Obviously it'll still be televised etc so not toally a normal family funeral, but a lot closer.

Edit: Also found it interesting in the Guardian's vox pops outside Buckingham Palace that 3 of the 4 were from people not originally from the UK (an American, a Polish lady and a Hungarian man - they were quote separately so I assume not a couple we all know :ph34r:).

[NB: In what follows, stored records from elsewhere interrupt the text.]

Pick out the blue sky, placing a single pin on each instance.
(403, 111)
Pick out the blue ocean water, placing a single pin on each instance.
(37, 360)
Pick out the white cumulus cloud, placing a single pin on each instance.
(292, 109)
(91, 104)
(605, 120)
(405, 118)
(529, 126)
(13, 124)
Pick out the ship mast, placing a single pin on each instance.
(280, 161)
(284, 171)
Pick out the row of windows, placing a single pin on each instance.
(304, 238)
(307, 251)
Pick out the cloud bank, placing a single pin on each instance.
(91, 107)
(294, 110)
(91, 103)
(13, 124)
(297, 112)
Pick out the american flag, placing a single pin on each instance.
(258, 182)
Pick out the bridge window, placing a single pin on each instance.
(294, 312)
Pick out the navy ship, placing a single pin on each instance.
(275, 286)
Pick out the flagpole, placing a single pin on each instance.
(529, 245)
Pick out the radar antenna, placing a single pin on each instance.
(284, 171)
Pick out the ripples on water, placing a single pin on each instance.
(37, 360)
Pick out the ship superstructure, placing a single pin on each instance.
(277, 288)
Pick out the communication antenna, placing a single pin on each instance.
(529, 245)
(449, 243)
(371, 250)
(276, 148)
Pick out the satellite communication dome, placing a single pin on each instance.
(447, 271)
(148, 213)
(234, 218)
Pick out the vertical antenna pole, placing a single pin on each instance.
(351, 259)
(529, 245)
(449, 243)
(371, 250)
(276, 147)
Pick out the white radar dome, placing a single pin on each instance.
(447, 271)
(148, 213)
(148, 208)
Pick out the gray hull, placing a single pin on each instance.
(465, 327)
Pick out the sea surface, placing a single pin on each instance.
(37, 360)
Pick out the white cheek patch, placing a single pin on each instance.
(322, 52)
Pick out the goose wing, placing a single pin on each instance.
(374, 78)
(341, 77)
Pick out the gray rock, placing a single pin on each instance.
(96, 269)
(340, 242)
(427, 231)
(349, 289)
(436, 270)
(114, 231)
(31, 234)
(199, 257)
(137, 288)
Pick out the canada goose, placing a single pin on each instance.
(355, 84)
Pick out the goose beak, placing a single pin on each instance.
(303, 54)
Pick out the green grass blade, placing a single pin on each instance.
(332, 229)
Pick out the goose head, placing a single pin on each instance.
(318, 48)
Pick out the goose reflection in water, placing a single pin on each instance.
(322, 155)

This has always struck me as a possible upside to monarchy that our big national "events" when loads of people crowd the streets are basically family events that everyone can kind of identify with and, in some way, join in: weddings, births, funerals. Some countries like the US are very good at sort of broad civic events, but I wonder if other national days/celebrations sometimes feel a little exclusive to someone who's moved to that country. For example St George's Day/St Andrew's Day or Easter Rising commemorations etc. How many of those feel a little "nos ancestres les gaulois"?
Let's bomb Russia!

viper37

My cousin met Prince Phillip, when he visited our school with the Queen.  She was 14, selected with some other students to represent our school.  The Queen walked by, not looking at anyone, talking to no one. The Prince took time to shake hands with the students and exchange a few nice words with them in French.

It's this kind of attitude that probably made him popular with the people.